The Company currently has no outstanding borrowings under the Credit Agreement. Under the consent, the Company has the ability to borrow the full $125 million available under the Credit Agreement through October 31, 2016. Absent this consent, the Company would not have the ability to draw on the Credit Agreement. The Company does not believe that any borrowings will be required during this timeframe and believes it has adequate cash resources to satisfy its liquidity needs for the foreseeable future.
 

Cautionary Statement:
This Current Report on Form 8-K contains “forward-looking statements” within the meaning of Section 27A of the Securities Act of 1933, as amended, and Section 21E of the Securities Exchange Act of 1934, as amended, including statements regarding the expectations, beliefs, intentions or strategies regarding the future. Without limiting the foregoing, the words “anticipates,” “believes,” “expects,” “intends,” “may,” “plans,” and similar expressions are intended to identify forward-looking statements. The Company intends that all forward-looking statements be subject to the safe harbor provisions of the Private Securities Litigation Reform Act.
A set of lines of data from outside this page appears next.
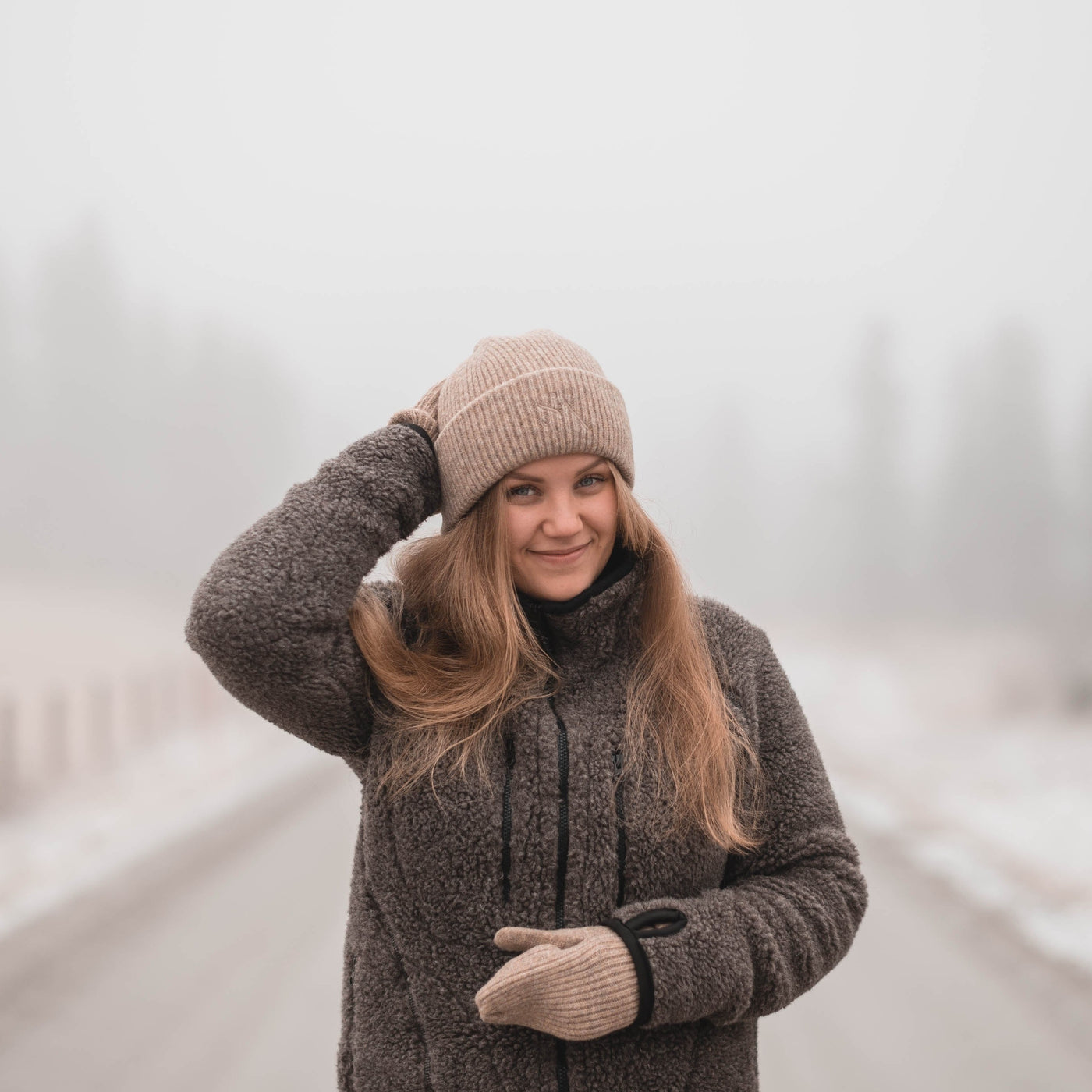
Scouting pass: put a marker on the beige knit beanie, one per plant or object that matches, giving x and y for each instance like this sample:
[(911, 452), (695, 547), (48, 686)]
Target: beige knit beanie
[(512, 401)]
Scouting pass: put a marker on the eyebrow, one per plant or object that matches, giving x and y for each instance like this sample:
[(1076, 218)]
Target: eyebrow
[(537, 480)]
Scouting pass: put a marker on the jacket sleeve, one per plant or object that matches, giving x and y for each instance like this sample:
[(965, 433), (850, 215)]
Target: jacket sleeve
[(271, 616), (750, 948)]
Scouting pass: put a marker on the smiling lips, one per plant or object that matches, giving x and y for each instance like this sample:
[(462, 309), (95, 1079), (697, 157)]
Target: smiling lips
[(559, 557)]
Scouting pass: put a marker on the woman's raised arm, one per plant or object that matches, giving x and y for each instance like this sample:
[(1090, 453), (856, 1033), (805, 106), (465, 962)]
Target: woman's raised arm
[(271, 616)]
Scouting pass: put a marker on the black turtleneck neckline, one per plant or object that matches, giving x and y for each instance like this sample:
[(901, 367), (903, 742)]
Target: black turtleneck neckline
[(619, 564)]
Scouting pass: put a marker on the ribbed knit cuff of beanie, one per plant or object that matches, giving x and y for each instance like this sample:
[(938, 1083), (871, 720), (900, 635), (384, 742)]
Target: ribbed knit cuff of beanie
[(575, 984), (513, 401)]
Although management believes that the expectations reflected in forward-looking statements are based on reasonable assumptions, there is no assurance these assumptions are correct or that these expectations will be achieved. Assumptions involve important risks and uncertainties that could significantly affect results in the future. These risks and uncertainties include, but are not limited to, the Company’s ability to regain compliance with the NASDAQ continued listing rules by filing its Form 10-Q for second quarter ending July 31, 2016. This list is not exhaustive, and the Company does not have an obligation to revise any forward-looking statements to reflect events or circumstances after the date these statements are made.

Item 9.01. Financial Statements and Exhibits
 
Exhibit
No.
 
Description
99.1
 
Raven Industries, Inc. press release dated September 16, 2016
 
 
 






SIGNATURE

Pursuant to the requirements of the Securities Exchange Act of 1934, the Registrant has duly caused this report to be signed on its behalf by the undersigned thereunto duly authorized.

                    
                                
RAVEN INDUSTRIES, INC.
/s/ Steven E. Brazones
Steven E. Brazones
Vice President and Chief Financial Officer
(Principal Financial and Accounting Officer)
 


Dated: September 16, 2016







EXHIBIT INDEX
 
Exhibit
No.
 
Description
99.1
 
Raven Industries, Inc. press release dated September 16, 2016.